Araucana and silkies go well together.

But I free range sizzles and silkies with everything else so maybe I shouldn't be the one to ask. All established flock beat up on new flock until the pecking order is re-established. Generally it doesn't last long and you eat any bird for whom contentiousness is a way of life - that bird's name is always soup, regardless of size.

A child might react to brown eggs as being different certainly if they were farm raised and the kid was getting store bought.

But any bird you raise in your yard on the diet you feed is going to lay a same tasting egg, no matter what color it is. It's linked to their diet, not the color.

I range the huge and the tiny, the pushy and the pets side by side on nine acres. And I only interfere when someone is cranky all the time and breaks the peace constantly. I have three roos, still no real fighting.

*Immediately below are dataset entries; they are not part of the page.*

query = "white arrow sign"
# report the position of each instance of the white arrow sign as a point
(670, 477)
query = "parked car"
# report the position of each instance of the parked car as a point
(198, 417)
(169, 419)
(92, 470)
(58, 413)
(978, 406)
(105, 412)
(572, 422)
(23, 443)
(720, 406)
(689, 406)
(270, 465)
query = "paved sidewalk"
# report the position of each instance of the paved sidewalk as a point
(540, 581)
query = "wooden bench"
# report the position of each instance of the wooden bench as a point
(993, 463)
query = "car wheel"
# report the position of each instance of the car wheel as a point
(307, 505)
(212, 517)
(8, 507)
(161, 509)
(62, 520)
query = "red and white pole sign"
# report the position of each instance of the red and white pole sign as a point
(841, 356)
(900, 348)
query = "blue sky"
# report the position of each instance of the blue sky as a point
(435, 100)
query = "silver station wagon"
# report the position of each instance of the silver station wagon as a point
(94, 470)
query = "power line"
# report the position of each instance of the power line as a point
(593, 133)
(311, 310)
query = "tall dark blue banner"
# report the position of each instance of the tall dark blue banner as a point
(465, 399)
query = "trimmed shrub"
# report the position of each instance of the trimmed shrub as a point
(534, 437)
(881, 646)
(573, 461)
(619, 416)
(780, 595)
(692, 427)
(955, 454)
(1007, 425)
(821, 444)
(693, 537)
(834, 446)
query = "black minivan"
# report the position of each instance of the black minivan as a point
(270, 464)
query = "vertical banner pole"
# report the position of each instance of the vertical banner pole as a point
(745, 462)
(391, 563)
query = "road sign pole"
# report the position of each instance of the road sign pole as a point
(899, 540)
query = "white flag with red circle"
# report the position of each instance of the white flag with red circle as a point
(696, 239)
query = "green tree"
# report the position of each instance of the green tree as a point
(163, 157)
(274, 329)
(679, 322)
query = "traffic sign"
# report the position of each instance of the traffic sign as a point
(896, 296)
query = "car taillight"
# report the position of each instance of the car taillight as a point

The juvenille boys do the puff up and bounce thing but not very often, Rolf is currently in charge of that horde.
I wish I could keep Rolf, but he's a black rock and no room for black roos in the color progression. sigh...
I'll miss that bird.

Flocks tend to balance out, co-existance is part of being in the flock. They call it pecking order for a reason, at first some are going to get whomped on, it's not a democracy.